Best & Brightest: Community College Grad Competes with the Best

In an auditorium brimming with a sea of the country’s brightest young scholars attending prestigious universities like Georgetown and the University of California, Berkeley, Tiffany Dang recalls looking around, and asking herself, “What am I doing here? Am I really at their level?”

Dang, a recent graduate from City College of San Francisco, was the only student from a community college to win this year’s National Security Education Program Award, which she accepted during a ceremony in Washington, D.C., this June. It was an honor that also included scholarship money worth $20,000 to study one year at Nanjing University and Beijing University in China. 

The application process was complex and rigorous, but Dang’s NSEP advisor, Sue Light, former Dean of International Relations at City College of San Francisco, saw her true potential.

“She’s a very bright girl and focused. If she has an idea that she is going to do something, she will,” Light says, also noting that this experience to study abroad is an enormous benefit to community college students like Dang. “I know we have very brilliant students here, and we don’t have a lot to offer them, except helping them get into good universities. Something like this really brings them out of the woodwork.”

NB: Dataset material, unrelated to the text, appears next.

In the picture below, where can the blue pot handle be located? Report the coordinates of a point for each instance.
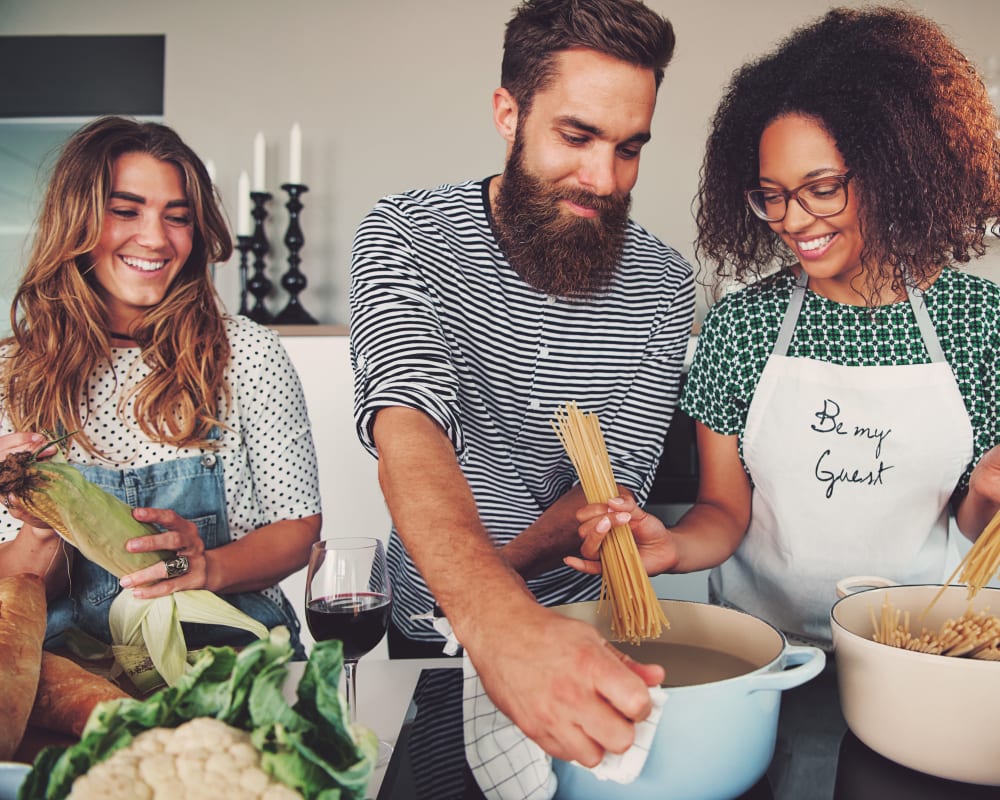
(798, 665)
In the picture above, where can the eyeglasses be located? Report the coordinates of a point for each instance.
(823, 197)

Dang, 22, who is now enrolled at UC Berkeley’s International Relations program as a junior, will begin her studies in China this spring.

Although Dang was born and raised in San Francisco, her parents are Chinese, and they lived in Cambodia until they immigrated to the United States before she was born. As a child of immigrants, Dang has seen her family struggle to make ends meet. Her parents took on menial jobs as dishwashers, babysitters and store clerks — any job that required minimal English language skills.

“Even though they tried to go to the community college and learn English, they couldn’t stay in class because of the work load at home and trying to make a living at the same time,” Dang says. “They understand some English, but hope that their kids can assimilate, so it could help out in the future.”

Winning the NSEP award and heading to China in the Spring will give Dang the cultural and business experiences, and language skills (she hopes to be fluent in Mandarin when she returns to the United States) to pursue her goal to work towards policy changes for Asian Americans.

“I think the Asian American population is very much underrepresented in the United States,” Dang says. “Especially in politics.”

She points out that since China has been in the forefront of global economics, people are just starting to notice it and other Asian countries. 

“I guess we’ve used that momentum to get attention for Asian Americans, (because there is) the whole ‘model minority’ myth. But, there are actually a lot of people that need help,” she says.

Dang spent many of her high school years working two jobs and going to school.  She worked at a restaurant during the weekend, and during the school week was a mentor at an after school program, where 95 percent of the children were first-generation Chinese Americans.

“I taught the (children) community service skills, community building and public speaking, which was to build their confidence — making them more well-rounded as they grow up, because they are not exposed to a lot of things at home,” Dang says.

But growing up, Dang remembers her father educating her about world politics as they watched the news together.  

“He talked about politics and international relations between the United States and Asian countries,” she says. “I didn’t know what he was talking about, but I listened. That’s part of the reason I got interested in international law. I want to give back to my community.”